22:34
Physically tired, as it is now usual. No. 6 playing. Mentally slightly tired, also as it has become usual.
Things today. The goddamn math exam.
Okay so last Friday we had a math exam and I was literally so confident that was a 10/10 I literally walked out the room with 20mins left of recess and everything was perfect (I didn’t go telling everyone but this I’ll explain later). Okay, so today, math teacher walks in, hands me the exam: 85%.
Turs out I never turned the page and thit all the 8 exercises from the first page but didn’t even see exercise 9. I’m still processing this. It was my first mthfucking 10 of the year and I’ve been stolen again.
Now a new dilemma: How to not be hated because of having good grades while everybody struggles to go past the 30%.

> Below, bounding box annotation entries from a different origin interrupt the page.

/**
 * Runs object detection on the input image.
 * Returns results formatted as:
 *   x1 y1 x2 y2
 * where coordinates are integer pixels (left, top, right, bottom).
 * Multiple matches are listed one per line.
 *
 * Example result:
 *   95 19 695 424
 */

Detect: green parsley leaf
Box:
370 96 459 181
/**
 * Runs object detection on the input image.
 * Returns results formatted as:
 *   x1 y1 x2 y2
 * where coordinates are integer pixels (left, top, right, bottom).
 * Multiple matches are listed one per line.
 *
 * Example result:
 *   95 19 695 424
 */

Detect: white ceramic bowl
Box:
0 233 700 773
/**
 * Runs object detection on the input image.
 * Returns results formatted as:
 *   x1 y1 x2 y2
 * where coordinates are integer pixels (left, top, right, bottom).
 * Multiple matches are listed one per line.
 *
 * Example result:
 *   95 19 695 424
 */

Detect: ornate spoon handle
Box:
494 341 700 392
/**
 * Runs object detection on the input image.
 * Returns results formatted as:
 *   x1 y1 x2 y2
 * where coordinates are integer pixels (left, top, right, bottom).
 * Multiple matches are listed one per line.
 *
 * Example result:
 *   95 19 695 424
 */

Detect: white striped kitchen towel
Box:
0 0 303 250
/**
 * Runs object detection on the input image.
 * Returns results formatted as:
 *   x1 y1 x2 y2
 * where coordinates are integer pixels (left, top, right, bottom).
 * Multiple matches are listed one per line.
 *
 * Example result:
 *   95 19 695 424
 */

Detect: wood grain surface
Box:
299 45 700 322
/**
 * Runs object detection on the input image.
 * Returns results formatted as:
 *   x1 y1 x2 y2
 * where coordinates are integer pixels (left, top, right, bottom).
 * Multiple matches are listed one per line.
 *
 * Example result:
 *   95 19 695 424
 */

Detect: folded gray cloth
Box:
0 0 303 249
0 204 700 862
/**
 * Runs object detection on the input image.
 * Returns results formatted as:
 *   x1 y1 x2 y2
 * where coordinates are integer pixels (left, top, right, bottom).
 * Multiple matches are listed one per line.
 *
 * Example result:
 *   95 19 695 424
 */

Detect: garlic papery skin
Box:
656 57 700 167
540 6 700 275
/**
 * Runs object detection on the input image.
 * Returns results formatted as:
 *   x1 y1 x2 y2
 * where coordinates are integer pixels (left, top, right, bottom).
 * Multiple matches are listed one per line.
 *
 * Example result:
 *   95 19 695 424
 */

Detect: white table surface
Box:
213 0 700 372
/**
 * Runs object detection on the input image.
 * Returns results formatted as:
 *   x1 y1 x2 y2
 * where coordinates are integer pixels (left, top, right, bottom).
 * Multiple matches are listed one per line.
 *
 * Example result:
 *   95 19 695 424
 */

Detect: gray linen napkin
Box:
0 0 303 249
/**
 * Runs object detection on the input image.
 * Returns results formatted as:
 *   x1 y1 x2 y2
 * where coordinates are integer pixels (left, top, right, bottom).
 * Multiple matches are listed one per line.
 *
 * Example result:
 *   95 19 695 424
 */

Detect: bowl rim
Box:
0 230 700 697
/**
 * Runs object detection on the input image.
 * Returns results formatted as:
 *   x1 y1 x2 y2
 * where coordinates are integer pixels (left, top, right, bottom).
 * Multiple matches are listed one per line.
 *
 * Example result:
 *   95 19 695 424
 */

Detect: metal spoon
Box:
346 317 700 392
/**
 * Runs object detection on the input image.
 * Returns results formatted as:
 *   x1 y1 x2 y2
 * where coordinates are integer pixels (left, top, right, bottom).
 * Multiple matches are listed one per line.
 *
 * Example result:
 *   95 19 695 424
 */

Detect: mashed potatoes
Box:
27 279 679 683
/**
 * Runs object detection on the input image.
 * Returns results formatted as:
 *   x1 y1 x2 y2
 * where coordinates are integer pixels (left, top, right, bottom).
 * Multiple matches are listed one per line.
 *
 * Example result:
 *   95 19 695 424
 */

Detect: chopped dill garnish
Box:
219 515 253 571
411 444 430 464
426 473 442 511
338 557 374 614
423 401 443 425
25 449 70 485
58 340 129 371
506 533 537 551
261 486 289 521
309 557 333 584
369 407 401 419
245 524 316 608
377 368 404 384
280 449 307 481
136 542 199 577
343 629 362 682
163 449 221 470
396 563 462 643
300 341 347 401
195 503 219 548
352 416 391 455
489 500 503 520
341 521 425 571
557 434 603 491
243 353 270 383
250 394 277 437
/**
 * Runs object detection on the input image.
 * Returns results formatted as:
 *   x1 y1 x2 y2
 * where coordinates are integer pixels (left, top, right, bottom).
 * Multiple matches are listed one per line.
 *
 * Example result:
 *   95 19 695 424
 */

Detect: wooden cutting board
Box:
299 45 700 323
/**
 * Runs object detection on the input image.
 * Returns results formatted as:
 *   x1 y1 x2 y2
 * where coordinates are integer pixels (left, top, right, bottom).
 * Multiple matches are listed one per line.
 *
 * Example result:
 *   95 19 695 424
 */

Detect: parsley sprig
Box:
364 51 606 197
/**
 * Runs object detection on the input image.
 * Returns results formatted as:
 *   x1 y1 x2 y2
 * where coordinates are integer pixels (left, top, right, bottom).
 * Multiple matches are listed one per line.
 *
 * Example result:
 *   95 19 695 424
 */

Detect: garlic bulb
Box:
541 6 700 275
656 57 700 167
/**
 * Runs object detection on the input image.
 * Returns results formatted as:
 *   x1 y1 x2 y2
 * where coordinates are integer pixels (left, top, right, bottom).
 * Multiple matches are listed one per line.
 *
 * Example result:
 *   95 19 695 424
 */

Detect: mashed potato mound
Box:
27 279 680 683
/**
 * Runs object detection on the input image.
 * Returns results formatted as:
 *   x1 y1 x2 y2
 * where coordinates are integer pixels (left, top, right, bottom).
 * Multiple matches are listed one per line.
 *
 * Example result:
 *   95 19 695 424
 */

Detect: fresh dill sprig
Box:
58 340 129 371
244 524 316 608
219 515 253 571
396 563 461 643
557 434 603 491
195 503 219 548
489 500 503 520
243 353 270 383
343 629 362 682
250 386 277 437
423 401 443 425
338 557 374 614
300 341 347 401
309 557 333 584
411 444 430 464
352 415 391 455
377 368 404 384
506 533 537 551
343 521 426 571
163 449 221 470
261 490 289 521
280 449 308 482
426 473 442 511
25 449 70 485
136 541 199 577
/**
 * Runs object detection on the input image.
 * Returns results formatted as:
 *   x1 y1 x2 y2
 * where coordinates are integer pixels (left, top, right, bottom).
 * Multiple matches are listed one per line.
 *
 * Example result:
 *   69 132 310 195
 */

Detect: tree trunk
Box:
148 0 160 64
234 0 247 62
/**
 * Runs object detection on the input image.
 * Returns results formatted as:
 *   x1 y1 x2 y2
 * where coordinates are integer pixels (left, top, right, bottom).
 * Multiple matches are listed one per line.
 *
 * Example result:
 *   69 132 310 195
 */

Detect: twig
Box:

If someone asks me how an exam went ill have to options: Lying and saying it went bad (I won’t, I prefer been seen badly than actively lying) or saying the truth, of course, avoiding getting into much detail. So this means my responses will be like “it went good” or “pretty much OK” while some of them still hate me. My first proof was Sh today. She was kinda having a bad time at chemistry today and every time I opened my mouth she went like “you can’t talk couse yu still getting 9,5s” and she’s saying all the truth. I don’t want to be seen as rude or vanidous or egocentric so I try to avoid those questions, but still, I can’t help it but feel bad when someone asks.

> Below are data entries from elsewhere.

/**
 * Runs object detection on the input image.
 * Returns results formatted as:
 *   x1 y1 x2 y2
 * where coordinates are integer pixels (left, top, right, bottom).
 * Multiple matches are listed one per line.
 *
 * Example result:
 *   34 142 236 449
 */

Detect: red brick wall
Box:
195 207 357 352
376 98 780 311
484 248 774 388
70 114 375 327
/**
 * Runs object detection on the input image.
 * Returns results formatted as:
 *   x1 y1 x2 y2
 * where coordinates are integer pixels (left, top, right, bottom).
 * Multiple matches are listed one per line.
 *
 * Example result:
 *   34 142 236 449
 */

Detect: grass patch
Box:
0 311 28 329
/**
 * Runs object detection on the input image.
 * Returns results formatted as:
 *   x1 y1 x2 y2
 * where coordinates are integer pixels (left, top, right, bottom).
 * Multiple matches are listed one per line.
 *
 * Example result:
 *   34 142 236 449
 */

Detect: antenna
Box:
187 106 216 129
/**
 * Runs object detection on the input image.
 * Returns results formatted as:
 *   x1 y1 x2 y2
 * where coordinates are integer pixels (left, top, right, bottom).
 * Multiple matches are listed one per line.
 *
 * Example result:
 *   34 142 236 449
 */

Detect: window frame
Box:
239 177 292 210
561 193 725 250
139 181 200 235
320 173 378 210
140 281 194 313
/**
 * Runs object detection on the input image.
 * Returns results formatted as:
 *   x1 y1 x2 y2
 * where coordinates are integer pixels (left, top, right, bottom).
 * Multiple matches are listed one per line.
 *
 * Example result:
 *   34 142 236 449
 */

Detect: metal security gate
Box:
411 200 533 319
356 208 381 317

The thing is something I should be proud about is being hidden because I fear people will hate me for having it.
Also I have come to the excuse/conclusion that my academic intelligence is this high to compensate for my unexistant emotional intelligence. Hopefully this “inferior superiority” thing will make them feel better with themselves.
I was gonna do gym but I don’t feel like it.
Tomorrow is the orientation race. I thing Imma get pickao, I feel like it.